As advancing age brings increasing anxiety about fractures– made worse by the doomsaying and diagnostics of the Medical Industry– the anxiety itself can make you feel older than your age. In fact, the strain of anxiety does take a toll on your health and your bone density.
Part of the motivation for building stronger, fracture-resistant bones is to regain the confidence of youth and to be happy.
Today we’ll look at five techniques to feel younger and happier in your day-to-day life. They’re all backed up by evidence gathered through scientific studies. Try a few (or all five!) and discover the difference they can make in your life.
1. Act Younger To Feel Younger
British researchers led by psychologist Dr. Meg Arroll conducted a study questioning 2,000 UK citizens about how occasionally taking on childlike behaviors and qualities impacts their mood and self-perception.
Overwhelmingly, participants reported that engaging in an activity or mindset that they consider childlike or youthful made them feel younger, happier and healthier.1 These activities ranged from nostalgic pastimes like playing favorite childhood board games, to simply letting loose and getting silly with a loved one, or on their own.
People cited making silly faces and voices, playing practical jokes, driving with the music turned up loud, blowing bubbles through a straw, and mimicking others among the actions that connected them with a youthful mindset.
Dr. Arrol noted that existing research has shown that nostalgia acts as a buffer against depression, and works to increase social connectedness, which is linked to healthier behaviors. Dr. Arrol adds:
“Perceiving ourselves as younger than our age is linked to a more future-orientated outlook, which means that we make better health choices such as engaging in exercise and healthy eating.”1
Lowering stress, engaging in physical activity, and a balanced diet are all essential components for building stronger bones. Who would have guessed that dedicating some time to silliness could help you prevent fractures!
2. Experience Nature Every Day
Researchers at the University of British Columbia conducted a two-week study on nearly 400 participants to determine the emotional and psychological impact of engaging with the natural world.

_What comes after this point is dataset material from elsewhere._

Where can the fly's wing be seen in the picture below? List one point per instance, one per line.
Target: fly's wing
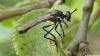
(25, 27)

They split the participants into three groups. One group was asked to take photographs of the natural world they came into contact with over the course of the two weeks, then write about the emotions or thoughts that arose. Another group was asked to do the same, but for human-made objects. The third group served as a control and was not given any instructions.
Here are the results, as published in The Journal Of Positive Psychology:
“Post-intervention levels of net positive affect, elevating experiences, a general sense of connectedness (to other people, to nature and life as a whole) and prosocial orientation were significantly higher in the nature group compared to the human-built and control groups.”2
The positive impacts mentioned in the quote above were the result of engaging with whatever natural elements were already present in the participants’ day-to-day lives.
3. Group Singing Provides Big Benefits
A study published in the journal Medical Humanities examined the mental health benefits of group singing. British researchers followed participants in a community singing workshop called Sing Your Heart Out aimed at both the general populace and those with mental health conditions.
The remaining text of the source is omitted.